Q & A with Dr. Geoffroy
Over the summer, the Canada Research Chair program announced the most recent recipients of Tier 1 and Tier 2 CRCs. Among them were Marie-Claude Geoffroy, PhD, a researcher in the McGill Group for Suicide Studies, Douglas Research Centre, and an Assistant Professor in the Department of Educational and Counselling Psychology at McGill University. We had the opportunity to hear from Dr. Geoffroy about what a difference obtaining a CRC could make in her line of research.
Can you describe the subject of your Canada Research Chair?
The transition to adulthood is not easy for many young people. In Canada, before reaching adulthood, about 10% of teenagers seriously considered suicide and some die by suicide. To prevent and avoid a tragedy, both for the young person who is suffering and for his or her loved ones, my Canada Research Chair aims to understand what can lead young people to want to end their lives in order to better help them.
This is a major accomplishment in a research career. How did you get here?
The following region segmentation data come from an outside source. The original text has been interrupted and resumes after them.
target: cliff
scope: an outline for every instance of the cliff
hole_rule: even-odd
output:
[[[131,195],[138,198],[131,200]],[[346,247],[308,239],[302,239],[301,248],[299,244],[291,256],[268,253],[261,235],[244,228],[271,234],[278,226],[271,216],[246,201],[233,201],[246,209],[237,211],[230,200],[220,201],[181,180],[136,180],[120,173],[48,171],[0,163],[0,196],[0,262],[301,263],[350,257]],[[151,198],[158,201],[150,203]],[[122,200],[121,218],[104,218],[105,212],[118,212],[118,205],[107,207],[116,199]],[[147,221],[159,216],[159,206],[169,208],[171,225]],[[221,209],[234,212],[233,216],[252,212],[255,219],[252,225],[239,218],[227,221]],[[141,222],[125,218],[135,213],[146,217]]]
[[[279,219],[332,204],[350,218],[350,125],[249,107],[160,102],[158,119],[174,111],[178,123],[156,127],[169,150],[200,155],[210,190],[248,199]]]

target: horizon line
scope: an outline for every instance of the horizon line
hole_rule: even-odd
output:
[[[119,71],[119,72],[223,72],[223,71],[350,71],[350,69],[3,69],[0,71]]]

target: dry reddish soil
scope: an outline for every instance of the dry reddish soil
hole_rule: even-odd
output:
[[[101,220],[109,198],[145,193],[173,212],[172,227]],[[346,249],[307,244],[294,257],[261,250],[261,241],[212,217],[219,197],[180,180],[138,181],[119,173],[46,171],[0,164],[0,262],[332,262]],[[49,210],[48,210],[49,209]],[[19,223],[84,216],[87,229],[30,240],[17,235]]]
After a PhD in clinical psychology at the Université de Montréal and a post-doctorate in mental health epidemiology at University College London, I began working at the Douglas Mental Health University Institute as a psychologist working with suicidal youth. In the course of this work, I was really touched by an adolescent girl who tried to take her own life in the context of school bullying. I then became aware of the limits of my expertise and I returned to research, focusing my work on youth suicide. I obtained a position as professor of Psychiatry and in School and Applied Child Psychology at McGill University, then in 2020, I was awarded the research chair. I start each day with the intention of producing knowledge that will be of real benefit to young people. Staying focused on that goal has certainly helped me get a research chair.
What impact will this award have on you?
Receiving this Canada Research Chair is a huge milestone in my career and I am very grateful for it. But I’m mostly excited about the impact it can have on young people. Given the resources it offers, it allows me to recruit and consolidate a research team made up of students and young researchers who are passionate and committed to the fight against suicide. We can also invest more energy in knowledge transfer aimed at young people, parents and professionals. Suicide prevention will be the priority of our research team for the years to come.
Do you think this will have an impact on clinical interventions for young people?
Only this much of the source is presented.